Die Zeiten ändern sich

Die Bundesliga entwickelt neue Gewohnheiten

Diese Saison hat gezeigt, dass im deutschen Fußball einiges nicht mehr ganz so ist wie bisher. Teams, die man oben erwartet hatte, kämpften gegen den Abstieg. Klubs, denen man nicht soviel zugetraut hatte, überraschten die Liga mit ihrer Leistung.

Es ist Zeit, mit alten Gewohnheiten zu brechen. Dass Bayern immer (oder meistens Meister wird), dass Mainz oder Hannover per Gesetz Abstiegskandidaten sind. Dass Klubs wie Schalke, der HSV oder Werder immer um die internationalen Startplätze kämpfen. Und dass bestimmte Trainertypen die klassischen Rollen erfüllen.

Erfolg der neuen Trainertypen

Jürgen Klopp galt für Uneingeweihte als reiner Motivator.

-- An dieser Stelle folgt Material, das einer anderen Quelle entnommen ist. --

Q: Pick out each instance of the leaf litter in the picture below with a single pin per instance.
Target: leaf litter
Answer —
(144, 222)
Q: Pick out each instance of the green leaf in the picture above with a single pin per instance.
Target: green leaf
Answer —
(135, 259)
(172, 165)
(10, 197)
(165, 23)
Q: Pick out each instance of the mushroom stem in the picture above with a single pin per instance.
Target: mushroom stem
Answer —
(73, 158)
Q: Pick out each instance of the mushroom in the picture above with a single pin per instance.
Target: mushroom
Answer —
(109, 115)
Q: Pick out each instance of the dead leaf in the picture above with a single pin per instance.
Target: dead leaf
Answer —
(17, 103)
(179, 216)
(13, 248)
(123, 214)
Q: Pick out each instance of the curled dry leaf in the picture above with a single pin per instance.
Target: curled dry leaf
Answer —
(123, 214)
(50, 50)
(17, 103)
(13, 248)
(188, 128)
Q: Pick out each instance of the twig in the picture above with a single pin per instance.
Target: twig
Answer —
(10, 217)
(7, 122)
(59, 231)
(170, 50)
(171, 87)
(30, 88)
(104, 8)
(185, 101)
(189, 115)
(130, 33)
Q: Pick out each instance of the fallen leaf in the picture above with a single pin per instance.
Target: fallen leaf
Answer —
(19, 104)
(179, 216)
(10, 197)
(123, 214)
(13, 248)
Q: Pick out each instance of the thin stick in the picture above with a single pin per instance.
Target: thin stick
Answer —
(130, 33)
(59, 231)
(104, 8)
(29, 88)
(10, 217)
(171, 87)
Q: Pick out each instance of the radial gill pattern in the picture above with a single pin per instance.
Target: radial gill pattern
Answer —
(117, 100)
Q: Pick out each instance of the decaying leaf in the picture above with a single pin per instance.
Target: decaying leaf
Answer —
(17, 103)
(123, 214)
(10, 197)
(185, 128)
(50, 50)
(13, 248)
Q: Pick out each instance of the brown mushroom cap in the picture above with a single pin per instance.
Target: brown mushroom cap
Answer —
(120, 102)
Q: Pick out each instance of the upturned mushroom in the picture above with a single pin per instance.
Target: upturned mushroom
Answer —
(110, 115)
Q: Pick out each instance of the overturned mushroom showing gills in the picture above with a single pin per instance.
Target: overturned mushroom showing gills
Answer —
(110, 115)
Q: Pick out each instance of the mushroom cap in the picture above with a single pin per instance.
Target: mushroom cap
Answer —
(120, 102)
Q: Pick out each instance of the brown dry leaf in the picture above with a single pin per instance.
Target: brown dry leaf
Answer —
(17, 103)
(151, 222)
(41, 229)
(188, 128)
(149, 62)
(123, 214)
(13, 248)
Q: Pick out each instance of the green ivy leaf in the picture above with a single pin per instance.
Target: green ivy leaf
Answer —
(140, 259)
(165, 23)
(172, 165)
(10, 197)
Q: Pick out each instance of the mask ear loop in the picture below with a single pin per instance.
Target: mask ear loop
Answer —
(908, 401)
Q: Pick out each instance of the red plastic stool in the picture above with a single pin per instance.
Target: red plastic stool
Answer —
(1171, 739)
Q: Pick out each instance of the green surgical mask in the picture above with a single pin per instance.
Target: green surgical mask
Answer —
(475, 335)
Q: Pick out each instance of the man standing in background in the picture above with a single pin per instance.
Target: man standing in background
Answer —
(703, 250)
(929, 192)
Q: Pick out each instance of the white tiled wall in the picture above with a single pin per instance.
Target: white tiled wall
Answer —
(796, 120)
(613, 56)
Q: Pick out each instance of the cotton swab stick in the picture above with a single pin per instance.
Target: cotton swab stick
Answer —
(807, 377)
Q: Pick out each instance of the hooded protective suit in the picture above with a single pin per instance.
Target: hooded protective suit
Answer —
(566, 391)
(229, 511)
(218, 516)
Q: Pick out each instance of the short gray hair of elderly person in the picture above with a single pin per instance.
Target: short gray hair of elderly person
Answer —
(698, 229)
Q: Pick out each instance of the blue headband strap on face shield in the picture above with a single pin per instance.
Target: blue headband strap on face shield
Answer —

Nun hat er Meisterliches abgeliefert, wie im Übrigen, gemessen an den damaligen Möglichkeiten, auch mit Mainz. Thomas Tuchel war vor nicht langer Zeit noch Jugendtrainer. Das Experiment mit ihm brachte die 05er in die Europa League - in Tuchels zweiter Saison. Mirko Slomka galt als der stille, analytische Baumeister ohne Erfolgscharisma, weil ein leiser Typ. Nun ist der Abstiegskandidat seit 19 Jahren erstmals international vertreten.

Fast alle haben sich, einige sogar mehrfach, in ihrer Trainerwahl vergriffen. Nur sechs Mann, die die Saison begonnen haben werden voraussichtlich auch in der kommenden Spielzeit auf der Bank sitzen.

Fehlgriff und Glücksgriff

Besonders der packende Abstiegskampf zwingt dazu, Klischees zu überdenken. Am deutlichsten wird das im Vergleich zwischen Frankfurt und Mönchengladbach. Da verpflichtet die Eintracht den Motivations-Guru Christoph Daum und steigt nach sieben sieglosen Spielen ab. Kurios: Der letzte Erfolg gelang unmittelbar vor der Entlassung von Daums Vorgänger Michael Skibbe. Die Eigenschaften, die man Christoph Daum zuschreibt, haben nicht gegriffen.

Lucien Favre
Lucien Favre Quelle: dpa


Im Gegensatz zum Frankfurter Coach, gilt Lucien Favre als besonders ruhiger, gelegentlich fast zaudernder Vertreter seines Fachs. Als Frontzeck gehen musste und der Schweizer verpflichtet wurde, schien klar: Gladbach hat mit der ersten Liga abgeschlossen, bereitet mit dem Langzeitarchitekten aus der Schweiz den Neuaufbau vor. Nun kann die Borussia die Klasse aus eigener Kraft durch die Relegation halten.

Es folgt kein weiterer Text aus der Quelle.